Brad Halvorsen, executive vice president of the Flinn Foundation, said a reason the report shows a low amount of venture capital investments in startups may be the prevalence of largely unrecorded funding deals for business in very early stages. That phenomenon is difficult to quantify and not included in the foundation’s report, he said.
Venture capital funding was at a record high when the group started its bioscience roadmap project and began tracking indicators in 2002, Halvorsen said.
“It’s always been a challenge for Arizona every year,” Halvorsen said. “That’s one of the top priorities, that Arizona needs to improve its competitiveness in generating risk capital. There’s a good trend in the last three or four years showing that it is coming back in Arizona as it has been doing nationally.”
Research is critical
The amount of research funding flowing into Arizona also could impact the growth of the bioscience industry.

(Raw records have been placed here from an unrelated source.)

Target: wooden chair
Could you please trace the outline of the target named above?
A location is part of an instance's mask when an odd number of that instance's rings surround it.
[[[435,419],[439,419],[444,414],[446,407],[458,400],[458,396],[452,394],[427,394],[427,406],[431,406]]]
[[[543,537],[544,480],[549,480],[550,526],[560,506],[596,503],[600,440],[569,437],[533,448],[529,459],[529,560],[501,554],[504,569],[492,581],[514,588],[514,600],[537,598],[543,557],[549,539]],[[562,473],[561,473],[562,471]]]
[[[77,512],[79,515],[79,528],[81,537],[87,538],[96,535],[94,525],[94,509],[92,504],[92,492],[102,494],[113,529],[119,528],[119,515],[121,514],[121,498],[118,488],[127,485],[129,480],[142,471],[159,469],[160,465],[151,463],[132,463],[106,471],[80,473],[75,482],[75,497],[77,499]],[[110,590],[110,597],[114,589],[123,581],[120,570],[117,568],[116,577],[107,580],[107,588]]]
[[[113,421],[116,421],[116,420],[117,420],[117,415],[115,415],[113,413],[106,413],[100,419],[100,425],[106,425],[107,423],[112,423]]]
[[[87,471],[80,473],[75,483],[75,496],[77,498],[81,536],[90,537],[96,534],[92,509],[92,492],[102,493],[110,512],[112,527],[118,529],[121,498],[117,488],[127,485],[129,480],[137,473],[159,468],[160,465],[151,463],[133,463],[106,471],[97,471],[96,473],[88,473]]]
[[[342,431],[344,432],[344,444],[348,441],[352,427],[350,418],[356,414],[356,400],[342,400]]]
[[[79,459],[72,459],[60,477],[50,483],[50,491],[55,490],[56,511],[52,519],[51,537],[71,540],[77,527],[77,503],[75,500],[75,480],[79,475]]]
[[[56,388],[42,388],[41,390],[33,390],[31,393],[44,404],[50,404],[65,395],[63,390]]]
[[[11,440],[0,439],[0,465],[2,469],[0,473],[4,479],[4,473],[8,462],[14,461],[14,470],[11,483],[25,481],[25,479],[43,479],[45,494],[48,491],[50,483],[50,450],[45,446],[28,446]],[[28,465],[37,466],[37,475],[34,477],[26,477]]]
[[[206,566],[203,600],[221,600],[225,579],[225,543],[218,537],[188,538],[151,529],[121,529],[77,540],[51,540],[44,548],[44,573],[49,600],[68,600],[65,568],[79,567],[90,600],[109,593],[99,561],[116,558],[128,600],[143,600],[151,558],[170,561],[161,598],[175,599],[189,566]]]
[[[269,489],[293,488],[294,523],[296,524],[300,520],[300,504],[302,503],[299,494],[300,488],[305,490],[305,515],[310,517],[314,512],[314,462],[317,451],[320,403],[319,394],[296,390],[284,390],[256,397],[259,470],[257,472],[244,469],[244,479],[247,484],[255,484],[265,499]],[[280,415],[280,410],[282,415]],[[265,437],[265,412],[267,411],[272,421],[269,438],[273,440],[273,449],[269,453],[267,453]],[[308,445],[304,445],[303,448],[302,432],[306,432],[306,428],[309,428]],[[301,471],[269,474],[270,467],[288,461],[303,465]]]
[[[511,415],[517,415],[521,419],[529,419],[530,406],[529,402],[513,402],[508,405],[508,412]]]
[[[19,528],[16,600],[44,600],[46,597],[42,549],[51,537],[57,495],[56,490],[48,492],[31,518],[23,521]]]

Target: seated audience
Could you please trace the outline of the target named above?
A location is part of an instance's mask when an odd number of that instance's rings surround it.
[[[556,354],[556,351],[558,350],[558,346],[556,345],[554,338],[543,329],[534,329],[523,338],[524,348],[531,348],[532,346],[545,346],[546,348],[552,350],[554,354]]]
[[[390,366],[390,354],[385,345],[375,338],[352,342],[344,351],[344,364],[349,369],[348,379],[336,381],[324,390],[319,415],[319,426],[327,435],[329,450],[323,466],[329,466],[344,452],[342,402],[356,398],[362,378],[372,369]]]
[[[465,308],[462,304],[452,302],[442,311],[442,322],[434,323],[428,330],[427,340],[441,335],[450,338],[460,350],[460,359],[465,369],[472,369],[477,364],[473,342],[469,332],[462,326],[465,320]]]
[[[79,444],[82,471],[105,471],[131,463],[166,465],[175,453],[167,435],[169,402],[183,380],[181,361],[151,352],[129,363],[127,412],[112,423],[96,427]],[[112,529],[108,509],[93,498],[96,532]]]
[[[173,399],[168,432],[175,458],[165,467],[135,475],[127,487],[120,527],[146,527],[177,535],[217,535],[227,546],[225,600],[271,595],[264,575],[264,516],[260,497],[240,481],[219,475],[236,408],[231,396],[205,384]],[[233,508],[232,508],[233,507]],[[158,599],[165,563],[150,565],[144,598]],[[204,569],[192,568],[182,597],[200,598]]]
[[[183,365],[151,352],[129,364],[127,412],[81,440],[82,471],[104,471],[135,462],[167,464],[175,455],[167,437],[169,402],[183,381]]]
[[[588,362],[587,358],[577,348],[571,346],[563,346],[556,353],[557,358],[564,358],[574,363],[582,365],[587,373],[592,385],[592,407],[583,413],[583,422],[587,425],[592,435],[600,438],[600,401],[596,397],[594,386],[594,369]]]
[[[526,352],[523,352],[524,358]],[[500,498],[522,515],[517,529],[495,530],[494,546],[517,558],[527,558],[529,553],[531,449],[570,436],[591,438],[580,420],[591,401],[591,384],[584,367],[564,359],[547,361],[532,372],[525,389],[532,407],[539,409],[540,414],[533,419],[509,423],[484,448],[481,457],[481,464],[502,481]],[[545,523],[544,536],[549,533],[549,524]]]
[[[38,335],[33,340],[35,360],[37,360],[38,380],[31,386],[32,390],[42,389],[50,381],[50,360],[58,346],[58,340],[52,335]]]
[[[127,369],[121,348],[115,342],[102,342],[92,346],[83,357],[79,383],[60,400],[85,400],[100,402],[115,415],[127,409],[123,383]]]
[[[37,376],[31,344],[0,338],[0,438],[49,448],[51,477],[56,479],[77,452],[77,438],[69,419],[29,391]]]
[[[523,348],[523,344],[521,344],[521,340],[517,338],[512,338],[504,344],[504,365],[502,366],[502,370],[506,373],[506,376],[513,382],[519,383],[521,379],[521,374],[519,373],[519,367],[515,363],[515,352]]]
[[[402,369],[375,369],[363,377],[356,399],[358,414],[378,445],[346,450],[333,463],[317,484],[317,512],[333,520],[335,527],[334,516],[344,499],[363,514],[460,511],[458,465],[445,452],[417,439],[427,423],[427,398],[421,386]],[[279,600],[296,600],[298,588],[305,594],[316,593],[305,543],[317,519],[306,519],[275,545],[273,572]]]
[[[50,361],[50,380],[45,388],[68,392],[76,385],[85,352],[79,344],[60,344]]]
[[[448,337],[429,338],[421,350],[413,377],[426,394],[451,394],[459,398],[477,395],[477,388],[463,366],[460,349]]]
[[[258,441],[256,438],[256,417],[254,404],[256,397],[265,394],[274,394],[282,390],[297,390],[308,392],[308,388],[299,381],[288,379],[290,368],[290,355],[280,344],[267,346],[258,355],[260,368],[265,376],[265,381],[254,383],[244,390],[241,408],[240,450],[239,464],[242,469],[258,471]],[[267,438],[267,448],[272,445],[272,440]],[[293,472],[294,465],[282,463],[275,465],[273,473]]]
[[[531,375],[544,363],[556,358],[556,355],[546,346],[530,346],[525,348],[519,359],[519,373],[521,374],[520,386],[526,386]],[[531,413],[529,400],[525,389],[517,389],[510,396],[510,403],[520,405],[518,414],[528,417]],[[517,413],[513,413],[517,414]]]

Halvorsen said the state’s ability to attract research grants from the National Institutes of Health has dipped slightly in recent years.
Arizona’s share of all NIH grants has declined from a high of 0.82 percent in 2013 to 0.63 percent in 2015. In 2013, the state received about $20 million from the organization, but about $15 million in 2015.
While the small sample size means this may be more statistical fluctuation than reliable trend, Halvorsen called the decline concerning.
“The competition for these grants has become fiercely competitive, so it’s a harder environment to get funded,” he said. “Whether it’s other states that are excelling, or Arizona that’s not as competitive, we don’t know that for sure from the data that we have. But certainly the data is showing that our performance is starting to taper off and needs to be picked up again.”
Halvorsen said the looming expiration of the statewide sales tax funding education also could reduce public universities’ ability to conduct research.
The state allocates a portion of that revenue to universities for technology and research. Universities received more than $67 million from the tax in fiscal year 2015, and hundreds of millions more over the past decade, according to Arizona State Treasury data. The tax is set to expire in 2021.
Matt Ellsworth, vice president of communications for the Flinn Foundation, said research money is a critical foundation for the formation of new bioscience companies.
“There’s no hiding the fact that with the largest bioscience companies in the country, there’s a direct line to some of the great universities in the country,” Ellsworth said. “We have the potential to do the same thing here in Arizona as long as those universities remain strong.”